Prof. Dr. Ceyhan, Şili’de ağır aşılamaya ve araştırma sonuçlarının aşının gücünü göstermesine karşın, hadise oranlarının şimdi istenilen düzeylere düşmemesini ise farklı ülke karşılaştırmaları yaparak yorumluyor:
“Ben toplumun yüzde 30’unu aşılarsam, hadise sayıları da yüzde 30 azalır diye bir yanlış inanış var. Bu bu türlü olmuyor zira kullandığınız aşılar bulaşıcılığı engellemiyor. Siz diyelim aşılısınız, virüsü aldınız, virüs sizde hastalık yapmıyor fakat boğazda çoğalmaya devam ediyor ve gidip diğerine bulaşıp onu hastalandırıyor. Siz aşının tesirini ne vakit görürsünüz? Bu hastalık için toplumun yüzde 70, 75’i diye hesaplıyoruz, o oranını aşıladığınızda görürsünüz. O vakit kadar önlemleri sıkı bir biçimde yürütmeniz lazım.”
“Bunun en hoş örneği İsrail, Avustralya, Yeni Zelanda’dır. Mesela İsrail, yetişkinlerin yüzde 80’ini iki dozda aşıladı. Okullar, işyerleri, mağazalar kapalıydı. Yüzde 80’e geldikten sonra yavaş yavaş kaldırmaya başladılar. Artık İngiltere birebir yanılgıyı yapıyor. Aşılaması o düzeylere gelmeden açılmaya başladılar.”

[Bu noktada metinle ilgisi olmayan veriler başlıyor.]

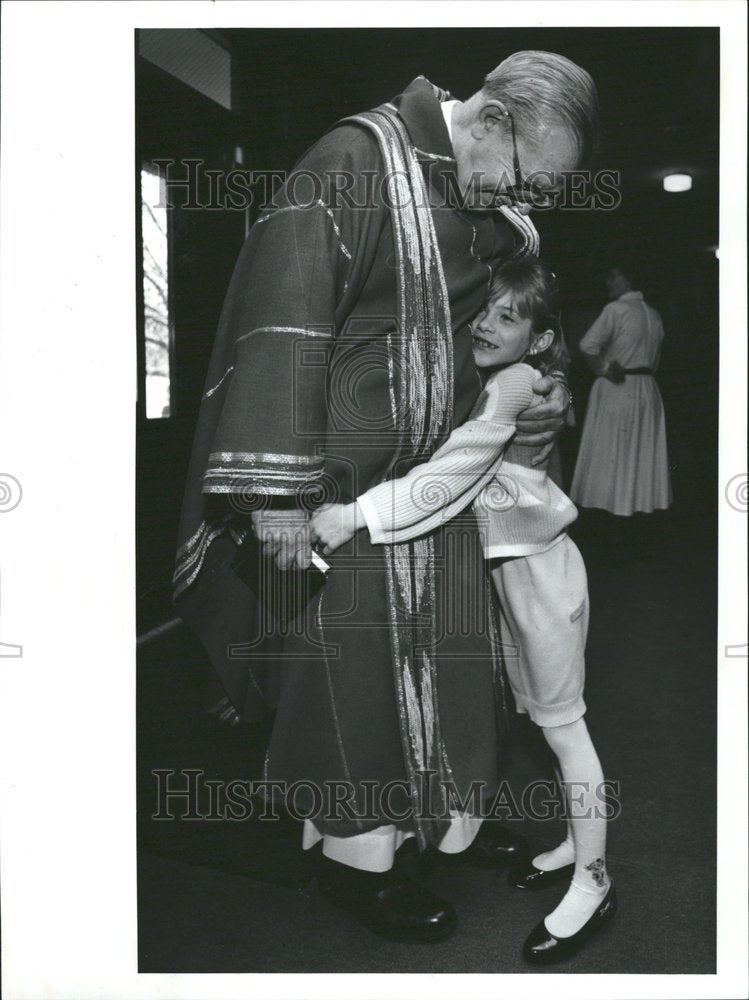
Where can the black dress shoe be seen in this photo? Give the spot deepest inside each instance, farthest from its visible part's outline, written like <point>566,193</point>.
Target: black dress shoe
<point>495,847</point>
<point>542,948</point>
<point>527,876</point>
<point>392,907</point>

Şili’de sıhhat yetkilileri, medyaya verdikleri demeçlerde, şu andaki süratle devam edilirse Haziran yahut Temmuz ayında toplum bağışıklığına erişeceklerini belirtiyor.
Şayet bu gerçekleşirse Şili, değerli oranda Sinovac aşısı kullanarak bu düzeye ulaşan birinci ülke olacak üzere görünüyor.
Bunun başarılması halinde Şili’nin bu evreyle ilgili tecrübeleri de, ortalarında Türkiye’nin de bulunduğu, Sinovac aşısı kullanan ülkeler açısından değerli olacak üzere duruyor.